Greg. Yes you can use this info in your promo but please give me credit for creating it at the article's end. I also have quite a bit of similar aerator information in the aerator section. It seems I have to repeat this same stuff often.

You are correct about fountains in small, shallow or medium depth waters. Key point is small & shallow. They are okay there for bottom mixing. The pond's exposure to wind has a limiting factor here. Fountains in smaller shallower ponds can mix water deep enough and over most of the pond's area/volume so that there is no or minimal, deoxygenated, water volume in the bottom zone. Then when this low volume poor quality water is inverted it cannot degrade the upper layers ENOUGH to cause problems UNLESS there are other unusual conditons such as cloudy days, heavy aquashade or other oxygen robbing or suppressing conditions occurring at the same time or shortly after the inversion.

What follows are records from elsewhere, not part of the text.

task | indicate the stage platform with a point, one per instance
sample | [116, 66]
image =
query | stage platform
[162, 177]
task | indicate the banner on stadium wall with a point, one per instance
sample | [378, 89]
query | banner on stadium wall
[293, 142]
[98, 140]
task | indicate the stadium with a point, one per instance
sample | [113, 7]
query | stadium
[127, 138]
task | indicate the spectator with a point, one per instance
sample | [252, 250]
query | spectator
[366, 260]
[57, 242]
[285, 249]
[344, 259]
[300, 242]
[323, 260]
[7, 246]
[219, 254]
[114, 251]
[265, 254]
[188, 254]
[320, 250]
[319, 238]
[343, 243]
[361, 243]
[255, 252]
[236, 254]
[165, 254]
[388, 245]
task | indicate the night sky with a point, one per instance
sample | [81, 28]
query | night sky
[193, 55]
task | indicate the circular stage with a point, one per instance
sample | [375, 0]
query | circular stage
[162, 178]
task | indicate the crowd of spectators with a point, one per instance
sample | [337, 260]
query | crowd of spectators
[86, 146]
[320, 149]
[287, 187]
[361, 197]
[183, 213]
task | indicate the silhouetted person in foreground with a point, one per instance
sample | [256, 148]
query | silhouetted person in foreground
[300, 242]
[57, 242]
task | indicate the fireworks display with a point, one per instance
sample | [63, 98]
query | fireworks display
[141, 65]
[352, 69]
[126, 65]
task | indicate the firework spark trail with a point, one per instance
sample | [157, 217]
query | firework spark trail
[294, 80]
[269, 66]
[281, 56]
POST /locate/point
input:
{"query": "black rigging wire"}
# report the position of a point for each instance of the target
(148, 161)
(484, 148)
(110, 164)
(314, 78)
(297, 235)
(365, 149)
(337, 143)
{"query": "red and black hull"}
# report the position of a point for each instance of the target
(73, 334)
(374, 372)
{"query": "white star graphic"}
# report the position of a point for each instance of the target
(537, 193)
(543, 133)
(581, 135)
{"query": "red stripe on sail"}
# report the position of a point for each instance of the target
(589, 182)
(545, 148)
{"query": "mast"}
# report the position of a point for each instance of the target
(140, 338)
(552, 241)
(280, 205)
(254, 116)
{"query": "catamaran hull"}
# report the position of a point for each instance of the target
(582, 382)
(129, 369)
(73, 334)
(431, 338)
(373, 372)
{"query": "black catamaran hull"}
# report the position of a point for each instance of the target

As I mentioned above, if there is a turnover/inversion in a larger or deeper pond, an operating fountain can maintain enough oxygen in the vicinity of the splash zone to keep many fish from suffocating.

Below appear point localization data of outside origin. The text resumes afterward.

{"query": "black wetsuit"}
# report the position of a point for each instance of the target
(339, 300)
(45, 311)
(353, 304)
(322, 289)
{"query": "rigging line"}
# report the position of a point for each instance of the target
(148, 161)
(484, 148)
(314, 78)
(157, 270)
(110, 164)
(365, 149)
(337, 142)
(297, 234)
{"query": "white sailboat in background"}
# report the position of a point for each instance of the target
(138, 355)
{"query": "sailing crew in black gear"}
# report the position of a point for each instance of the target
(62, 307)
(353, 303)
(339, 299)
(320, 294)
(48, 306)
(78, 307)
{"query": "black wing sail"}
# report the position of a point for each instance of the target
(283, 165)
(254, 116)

But here again, why would one want the bottom of a deeper pond to be without oxygen and get septic? I think almost all of those that allow it to happen do not realize it is happening. If they had to be in or exist in that deep deoxygenated water for only one-half minute, I guarantee you it would be corrected if possible. It occurs in many many ponds because the owners do not realize how bad it gets down there and the severe degredation of bottom sediments that occurs. Out of sight; out of mind. If you can't see it then it must not be happening. Everything looks okay, maybe even sort of pristine from on top until fish start gulping for air. One cannot see black sludgey, souppy septic muds and the massive die off of the bottom bugs in the deep sediments. Also if you closely examine the black mud botttom sediments, there are no living invertebraes in that stuff. That should tell you something.